Awareness through movement.4
Oddly enough this genre is not my typical pick. Admittedly I read this book because a totally different type of guru recommended it for "inner game". He was particularly fascinated with the title "Elusive Obvious". In any case the book is written by the very talented Moshé Feldenkrais, who's method of awareness through movement transforms ones body into a state of total efficiency. He begins with walking through our earliest movements as infants, and how that movement ultimately creates our concept of awareness. Feldenkrais details his theories of how certain movements correlate with the nervous system. If your into Yoga or reflexology then you will appreciated this book more than me. As for my "inner game" I have learned that no movement should go to waste.

The book also has a pullout chart that illustrates the proper movements of which Feldenkrais speaks of in his book.

The Elusive Obvious5
In my opinion, the most readable and interesting of Feldenkrais's books.
The best introduction to Feldenkrais work is really experiential but words can give context to experience and also broaden the range of that experience.

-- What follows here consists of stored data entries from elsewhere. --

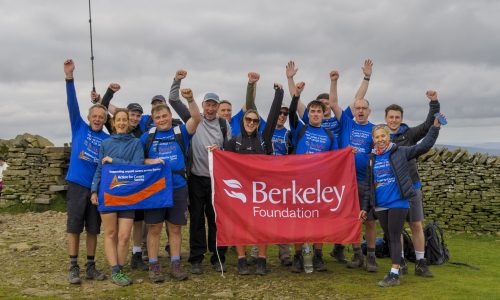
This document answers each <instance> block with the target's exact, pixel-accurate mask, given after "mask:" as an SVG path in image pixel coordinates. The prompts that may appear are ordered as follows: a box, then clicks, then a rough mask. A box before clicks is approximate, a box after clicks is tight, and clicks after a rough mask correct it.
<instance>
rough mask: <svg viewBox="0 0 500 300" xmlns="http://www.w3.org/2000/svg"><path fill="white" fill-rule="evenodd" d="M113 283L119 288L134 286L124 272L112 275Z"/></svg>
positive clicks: (128, 277)
mask: <svg viewBox="0 0 500 300" xmlns="http://www.w3.org/2000/svg"><path fill="white" fill-rule="evenodd" d="M111 281H112V282H113V283H114V284H116V285H119V286H127V285H130V284H132V280H130V278H129V277H128V276H127V274H125V273H123V272H122V271H120V272H118V273H114V274H113V275H111Z"/></svg>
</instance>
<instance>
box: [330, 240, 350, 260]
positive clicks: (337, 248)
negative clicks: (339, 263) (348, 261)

This book offers that. It shows that Feldenkrais' interests were continuing to evolve later into life. The applications and explanations of his work resonate with me far more strongly than, say, the ones in Potent Self, Body and Mature Behaviour, or even Awareness Through Movement.

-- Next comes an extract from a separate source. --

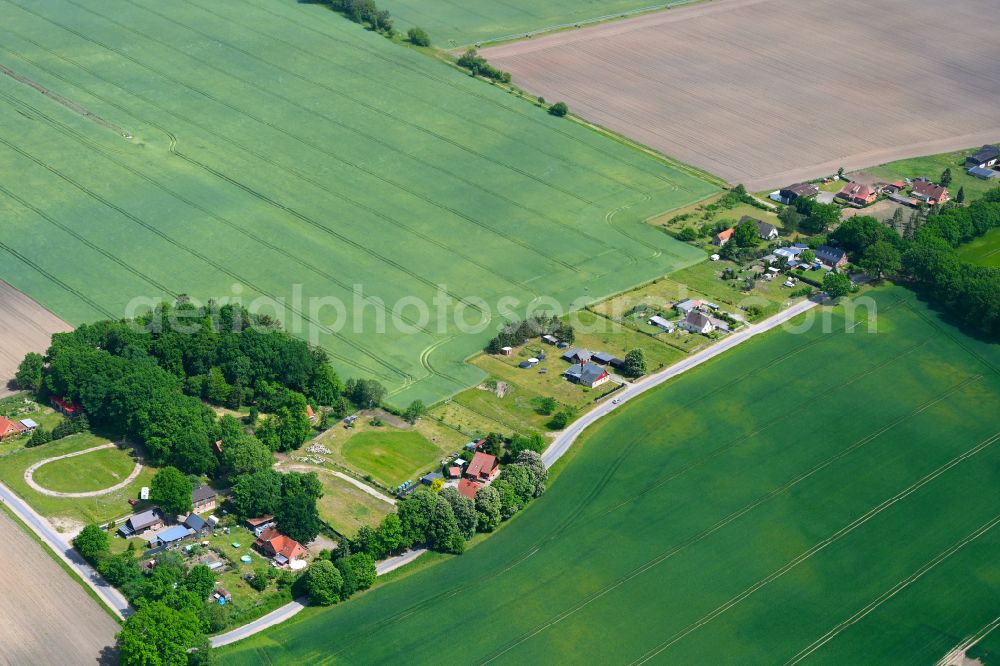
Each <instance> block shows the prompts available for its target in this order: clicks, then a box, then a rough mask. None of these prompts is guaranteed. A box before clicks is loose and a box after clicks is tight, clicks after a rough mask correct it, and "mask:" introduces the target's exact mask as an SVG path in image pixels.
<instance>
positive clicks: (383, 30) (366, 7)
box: [330, 0, 429, 43]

Those books have their own strengths(altough for me Potent Self and Body And Mature Behaviour are incredibly dull) but this book hints at a far more human approach to the work only hinted at in Awareness Through Movement.
There are some interesting anecdotes including an encounter with Heinrich Jacoby(whose work paralleled Feldenkrais's own) and the works of Milton Erickson, J.Z Young, and Schrodinger(amongst others) are reccomended.
For those wishing to experience the work find an Awareness Through Movement class near you(with a teacher you like) or try individual Functional Intergration sessions. To read Feldenkrais' own words about his method then his Awareness Through Movement book might be the first stop as it gives practical instruction and some of the theory surrounding the lessons. This should definitely be the next stop as, it is in my opinion a fascinating insight into Feldenkrais' thinking at a certain stage in his life and far more readable and enjoyable than any of his other books. It is sadly, out of print.